I'm not trying to get any result value from it, but just benefit from the async syntax.
async fn hi(){
some.await?
task.await?
// catch some error if needed, but don't return anything
}
hi() // run this without await
hi() // run this without await
hi() // run this without await
hi() // run this without await
Async functions must be run inside some runtime. The probably easiest way to go is to add the dependency on tokio and then annotate main function with #[tokio::main] - this way runtime will be created for you by the attribute, and main can be treated as async itself, including having awaits inside.
Yes, that is exactly the idea. In Rust, Futures are lazy. They need to be explicitly awaited to make them run (to completion) or polled to make them run (perhaps not to completion).
A Future has a method poll, which quite literally does what it's name suggests. However, directly calling poll requires you to jump through some hoops, because of the types of the parameters of poll (notice, the Pin on the self and the Context argument). The async book has a chapter showing how to do it.
Sometimes you want to cancel futures once one future has completed. For that, you could use futures::select! or tokio::select!.
When you want enable truly parallel execution (i.e. on different CPUs), you will need to use a spawn function of the runtime you're using, e.g. tokio::spawn. You can then (edit: if/when you want to retrieve the result) pass the resulting future to await, join!, or select!, whichever suits you best.
Spawn is almost certainly what you want here. It isn't guaranteed to run on another thread, but it's likely to. Join or select are for when you need to process the results, but you can use the JoinHandle returned from spawn for that too, with a small inefficiency.

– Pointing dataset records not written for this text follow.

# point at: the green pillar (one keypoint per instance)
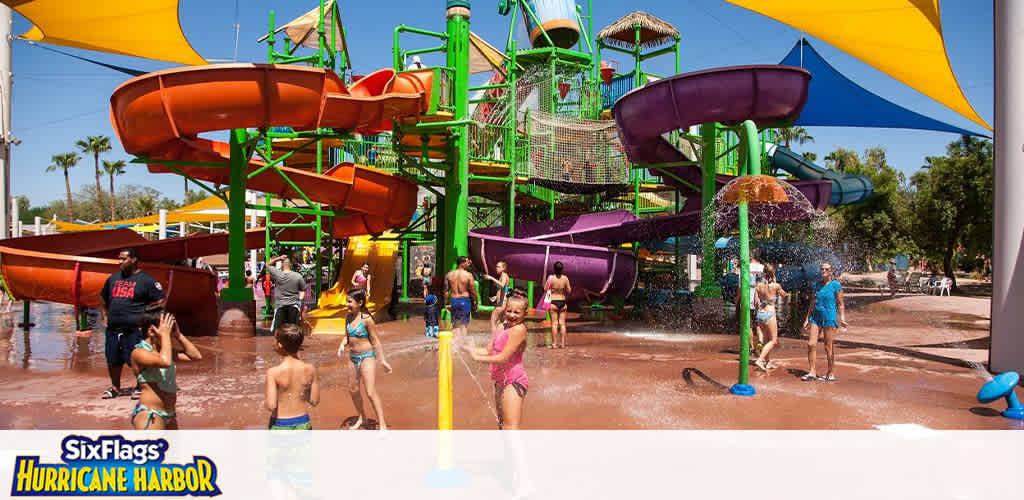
(709, 272)
(236, 290)
(750, 165)
(457, 179)
(404, 271)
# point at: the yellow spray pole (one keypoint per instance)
(444, 474)
(444, 380)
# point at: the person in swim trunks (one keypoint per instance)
(505, 357)
(365, 351)
(292, 385)
(559, 287)
(461, 293)
(154, 360)
(125, 296)
(501, 290)
(827, 301)
(769, 292)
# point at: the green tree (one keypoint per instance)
(112, 169)
(794, 134)
(64, 162)
(95, 146)
(953, 204)
(878, 227)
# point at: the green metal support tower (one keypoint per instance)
(456, 240)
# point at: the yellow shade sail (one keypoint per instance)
(146, 29)
(211, 209)
(900, 38)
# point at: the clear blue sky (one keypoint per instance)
(59, 99)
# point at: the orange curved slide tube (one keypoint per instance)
(78, 281)
(160, 115)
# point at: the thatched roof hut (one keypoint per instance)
(653, 32)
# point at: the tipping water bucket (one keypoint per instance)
(557, 18)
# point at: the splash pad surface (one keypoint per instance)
(903, 361)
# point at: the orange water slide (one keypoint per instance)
(38, 275)
(161, 115)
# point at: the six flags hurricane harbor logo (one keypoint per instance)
(113, 465)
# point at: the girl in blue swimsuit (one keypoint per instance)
(827, 313)
(365, 351)
(153, 360)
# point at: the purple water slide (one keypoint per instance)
(593, 271)
(763, 93)
(766, 94)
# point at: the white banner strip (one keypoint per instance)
(901, 462)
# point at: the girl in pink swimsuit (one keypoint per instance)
(505, 357)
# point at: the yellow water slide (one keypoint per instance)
(329, 318)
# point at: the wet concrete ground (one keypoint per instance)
(906, 360)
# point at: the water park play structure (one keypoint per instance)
(527, 167)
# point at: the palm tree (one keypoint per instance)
(112, 169)
(794, 134)
(96, 144)
(64, 162)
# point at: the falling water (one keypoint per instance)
(483, 393)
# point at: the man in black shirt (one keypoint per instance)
(125, 296)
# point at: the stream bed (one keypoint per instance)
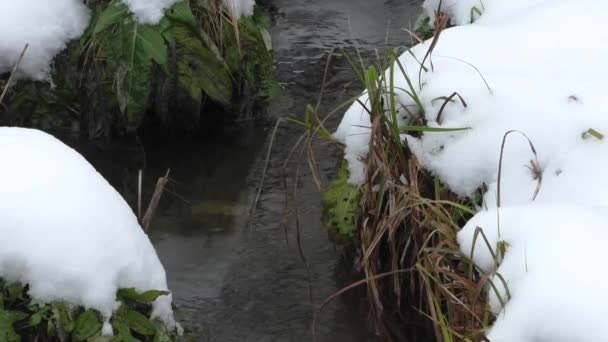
(239, 280)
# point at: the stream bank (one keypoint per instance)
(232, 283)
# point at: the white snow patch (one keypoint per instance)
(149, 11)
(552, 269)
(240, 8)
(66, 232)
(544, 63)
(47, 26)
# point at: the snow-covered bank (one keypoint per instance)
(47, 26)
(66, 232)
(544, 64)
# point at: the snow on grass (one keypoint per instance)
(545, 67)
(149, 11)
(47, 26)
(240, 8)
(66, 232)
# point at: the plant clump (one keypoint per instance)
(196, 63)
(22, 319)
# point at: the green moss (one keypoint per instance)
(23, 320)
(121, 73)
(424, 27)
(341, 204)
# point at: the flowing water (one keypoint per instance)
(235, 280)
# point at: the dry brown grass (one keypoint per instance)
(419, 284)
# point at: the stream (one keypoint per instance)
(239, 280)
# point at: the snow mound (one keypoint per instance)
(47, 26)
(66, 232)
(552, 268)
(149, 11)
(517, 70)
(240, 8)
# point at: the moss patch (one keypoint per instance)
(341, 203)
(23, 320)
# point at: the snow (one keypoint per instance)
(47, 26)
(544, 64)
(240, 8)
(66, 232)
(149, 11)
(553, 271)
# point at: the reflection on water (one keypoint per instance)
(235, 280)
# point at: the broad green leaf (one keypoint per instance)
(139, 323)
(151, 41)
(182, 13)
(113, 14)
(267, 38)
(199, 69)
(7, 331)
(162, 333)
(124, 333)
(88, 324)
(15, 292)
(145, 297)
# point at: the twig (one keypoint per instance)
(158, 192)
(10, 79)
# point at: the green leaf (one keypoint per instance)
(15, 292)
(267, 38)
(7, 331)
(199, 69)
(113, 14)
(145, 297)
(406, 129)
(162, 333)
(132, 50)
(63, 317)
(151, 41)
(124, 333)
(182, 13)
(88, 324)
(139, 323)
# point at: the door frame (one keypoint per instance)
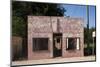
(56, 52)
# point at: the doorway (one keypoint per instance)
(57, 44)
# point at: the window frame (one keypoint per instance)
(40, 50)
(76, 44)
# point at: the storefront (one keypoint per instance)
(50, 37)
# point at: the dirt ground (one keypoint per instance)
(54, 60)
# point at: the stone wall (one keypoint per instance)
(45, 26)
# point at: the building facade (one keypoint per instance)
(50, 37)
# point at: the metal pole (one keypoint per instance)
(93, 46)
(88, 24)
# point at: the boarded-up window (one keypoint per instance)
(72, 43)
(40, 44)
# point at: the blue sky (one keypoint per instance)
(80, 11)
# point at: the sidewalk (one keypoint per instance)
(54, 60)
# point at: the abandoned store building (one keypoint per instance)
(52, 36)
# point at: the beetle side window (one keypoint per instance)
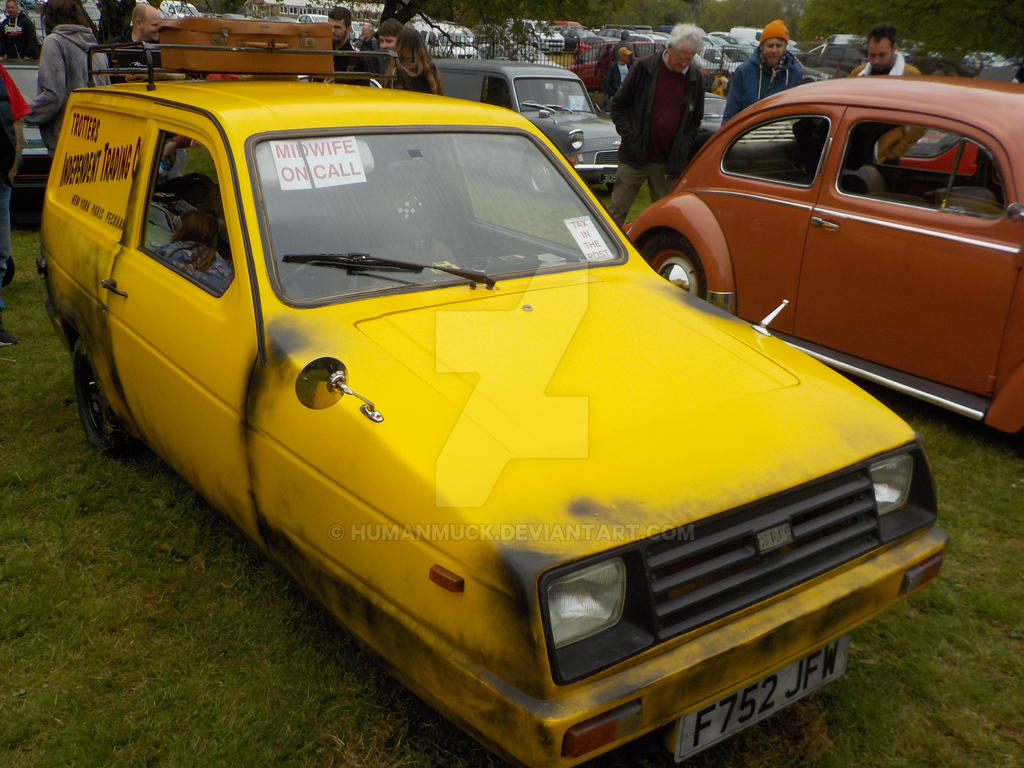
(787, 151)
(922, 166)
(184, 226)
(496, 91)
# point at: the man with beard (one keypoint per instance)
(883, 56)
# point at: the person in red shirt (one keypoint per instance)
(657, 112)
(12, 109)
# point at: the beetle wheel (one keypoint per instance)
(666, 250)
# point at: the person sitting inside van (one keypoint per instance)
(194, 250)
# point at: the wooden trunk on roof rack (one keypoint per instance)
(250, 46)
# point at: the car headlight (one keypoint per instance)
(891, 478)
(586, 601)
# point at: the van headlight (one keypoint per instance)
(891, 478)
(586, 601)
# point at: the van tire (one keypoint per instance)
(98, 422)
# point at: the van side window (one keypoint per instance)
(184, 224)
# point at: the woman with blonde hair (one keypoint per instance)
(194, 250)
(416, 69)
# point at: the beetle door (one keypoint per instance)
(181, 318)
(910, 263)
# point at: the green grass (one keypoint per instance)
(137, 627)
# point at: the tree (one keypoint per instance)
(949, 26)
(728, 13)
(115, 17)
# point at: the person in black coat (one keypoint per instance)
(616, 73)
(657, 112)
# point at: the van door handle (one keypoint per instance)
(112, 286)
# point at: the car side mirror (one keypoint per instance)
(1015, 211)
(322, 383)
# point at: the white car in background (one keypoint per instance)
(545, 36)
(176, 9)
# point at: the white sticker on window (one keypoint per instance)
(317, 162)
(585, 232)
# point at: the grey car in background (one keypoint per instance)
(551, 97)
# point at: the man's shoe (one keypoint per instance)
(7, 338)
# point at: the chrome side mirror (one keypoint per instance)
(322, 383)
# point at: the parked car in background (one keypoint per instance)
(30, 184)
(835, 59)
(545, 36)
(519, 40)
(571, 32)
(446, 40)
(177, 9)
(567, 505)
(592, 60)
(891, 224)
(553, 98)
(751, 35)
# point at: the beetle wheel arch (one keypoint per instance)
(667, 249)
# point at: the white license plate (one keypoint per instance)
(719, 720)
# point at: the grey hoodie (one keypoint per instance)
(62, 67)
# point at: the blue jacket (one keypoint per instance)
(754, 80)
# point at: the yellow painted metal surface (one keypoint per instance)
(546, 421)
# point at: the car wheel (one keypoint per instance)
(666, 250)
(98, 423)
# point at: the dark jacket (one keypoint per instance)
(18, 37)
(612, 79)
(755, 80)
(631, 113)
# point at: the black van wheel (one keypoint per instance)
(98, 423)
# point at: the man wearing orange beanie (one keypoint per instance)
(769, 70)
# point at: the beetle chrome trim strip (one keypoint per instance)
(920, 230)
(724, 299)
(730, 194)
(921, 394)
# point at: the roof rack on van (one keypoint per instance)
(136, 61)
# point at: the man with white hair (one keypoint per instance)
(657, 112)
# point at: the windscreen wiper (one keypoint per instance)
(555, 108)
(357, 261)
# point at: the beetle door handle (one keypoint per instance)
(112, 286)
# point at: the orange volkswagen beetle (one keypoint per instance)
(888, 213)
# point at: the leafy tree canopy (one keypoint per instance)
(949, 26)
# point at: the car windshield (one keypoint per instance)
(352, 212)
(558, 93)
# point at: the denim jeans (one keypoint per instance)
(4, 232)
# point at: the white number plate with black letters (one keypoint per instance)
(719, 720)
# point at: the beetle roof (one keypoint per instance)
(996, 108)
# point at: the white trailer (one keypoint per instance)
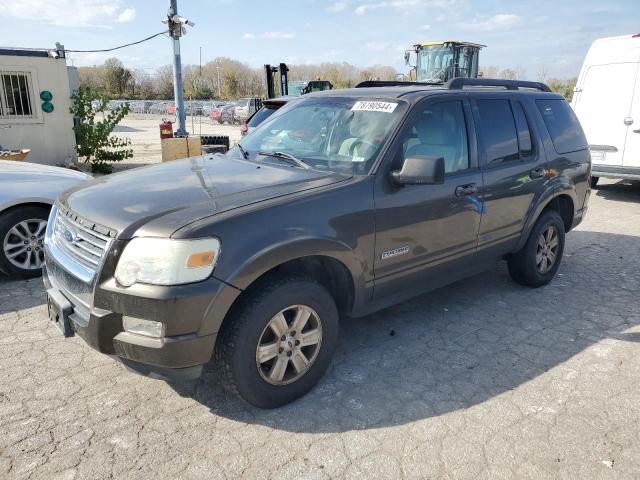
(607, 102)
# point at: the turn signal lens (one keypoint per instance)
(201, 259)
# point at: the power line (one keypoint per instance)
(117, 48)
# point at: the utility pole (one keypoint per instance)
(176, 30)
(218, 72)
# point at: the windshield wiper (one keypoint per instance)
(288, 157)
(244, 153)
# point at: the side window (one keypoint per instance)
(524, 134)
(439, 130)
(498, 131)
(563, 126)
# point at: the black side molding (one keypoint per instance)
(459, 83)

Futures in Rust work a lot different than promises in JavaScript. There are similarities, but they are still very different.
In Rust you must await a future if you want it to do anything, or you must give it to some other funciton that will poll the future.
Polling futures manually is not like calling .then() on a promise in JavaScript, it is a much more complicated process that is done by the async executor, and is like what the JavaScript engine does for you with JavaScript promises.
If you simply want to get a value out of a Rust future, you pretty much use .await or a combiner like join, or a spawner like spawn.
I think polling is what I'm looking for, but It's hard to know how to start.
There are just some functions that have some async syntax inside, but I don't really need to await them.
Rather just some error hadling inside that async, but the caller doesn't really have to worry about the result.
Ah, OK, I think I get it. In that case you can let async_std do the polling for you:
use async_std::task::block_on;
async fn hi(){
some.await?
task.await?
// catch some error if needed, but don't return anything
}
block_on(hi()) // run this without await
block_on(hi()) // run this without await
block_on(hi()) // run this without await
block_on(hi()) // run this without await
That will do the polling for you, while blocking the current thread until it is done, every time you call block_on().
If you want to run multiple futures concurrently, without blocking on them, that is what your async runtime's spawn() function is for. Something has to poll the futures to cause them to make progress, and spawn() is telling the runtime to do that for you without further interaction.
Instead of this, you can put the join handles in a collection, and then await them. That way, all the spawning happens before you wait, and you can wait whenever you want.
let handles: Vec<_> = (1..=7).map(|i| task::spawn(init(i))).collect();
// do anything else you want between these — the tasks will be running
// Wait for all the tasks to finish
for handle in handles {
handle.await;
}
Or, you can run them concurrently without actually spawning, with join_all:
use futures::future::join_all;
join_all((1..=7).map(|i| task::spawn(init(i)))).await;
This waits until they all finish, but lets them all run simultaneously rather than in sequence. This is appropriate for getting the work done quickly but waiting for it; spawn is appropriate for when you don't care when it finishes and the program will continue running.
There are lots of options here, but the right one depends on exactly what you want to happen.
(The reason your spawns didn't finish without any awaits is analogous to how in JS, all your code stops running if the user closes the web page; everything stops when main() returns in a Rust program.)